Libertarian Texas Congressman Ron Paul finished second – statewide and locally – but his supporters were far more vocal, visible and passionate the night of the Flathead caucus than any other candidate. David Hart, state coordinator for Paul’s campaign, said many of the new volunteers GOP officials were citing as evidence of the caucus’s success were actually impassioned Paul supporters. Many Republicans now wonder, with the caucus over, will Paul supporters stick around?
“I definitely want to retain them,” Iverson said of Paul supporters. “My job is to get them engaged, and in turn, they can have a seat at the table in our party.”
Hart is encouraging Paul supporters to remain engaged in the political process.
“This movement will continue, regardless of what happens with the campaign,” Hart said. “If we want to see the changes that we want to see, we’ve got to get involved at the local and state levels.”
But Hart was firm that Paul supporters would never pledge blind loyalty to the GOP, and would not support candidates with whom they fundamentally disagreed on such crucial issues as foreign policy, monetary policy, or the size of government. If Paul supporters remain under the Republican tent in the coming year, there is likely to be some friction. When asked whether Paul’s supporters would help campaign for McCain, Hart’s reply was succinct: “Absolutely not.”
McCain’s nomination now looks inevitable, but along with that privilege comes a severe backlash by conservatives within his party – a backlash on full display at the Flathead caucus and not limited to Paul supporters. Prior to voting, supporters got up to speak for their candidates. But when Sen. Greg Barkus, R-Kalispell, called for a McCain supporter to speak, no one stepped forward. One young man raised his hand and asked if he could speak against McCain, but Barkus sought a supporter.
Finally, Dean Jellison of Kalispell stood and – rather than touting McCain’s strengths – he listed the numerous instances where McCain had gone against the conservative branch of his party: voting against the Bush tax cuts; the passage of campaign finance reform; and McCain’s bipartisan push with Sen. Ted Kennedy, D-Mass., for immigration reform that many conservatives viewed as amnesty for illegal aliens.
As audience members rolled their eyes, Jellison emphasized that in those instances McCain was consistently “doing what he believed to be right” and “on his way to becoming our leader.” But the Republicans were not swayed. McCain came in fourth with nine votes.
Several Republicans who had not been selected as precinct captains – and thus could not vote – were clearly concerned that their voices would not be heard. Standing before the audience of more than 100 people prior to voting, Barkus fielded some angry questions. One woman expressed her frustration that her only chance to vote in a primary election would be in June.
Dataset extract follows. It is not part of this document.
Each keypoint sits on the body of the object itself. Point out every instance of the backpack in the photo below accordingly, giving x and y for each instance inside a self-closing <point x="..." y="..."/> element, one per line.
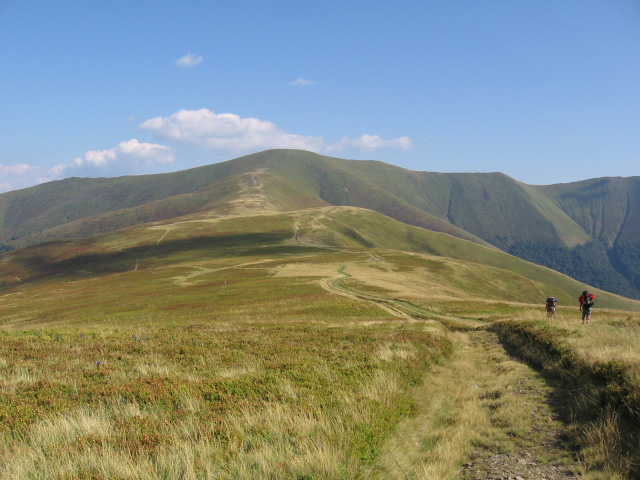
<point x="588" y="301"/>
“If I vote, and you guys have already made your vote, what difference does it make if I vote?” she asked.
“It doesn’t, really,” Barkus replied.
Another man shouted from the balcony: “How do we bring the vote back to the people?” Barkus answered with the points made by GOP caucus supporters for months – that a June primary was so late in the presidential calendar as to make Montanans’ votes irrelevant anyway. He also said the caucus had encouraged hundreds of new volunteers across the state to get involved. But that answer was cold comfort to those who couldn’t vote.
“I got robbed,” said Loyd Foster of Kalispell. “Somewhere I have a precinct captain tonight who’s going to vote, and that precinct captain has no idea what I think.”
“It’s a screwed up system any way you look at it,” Foster added.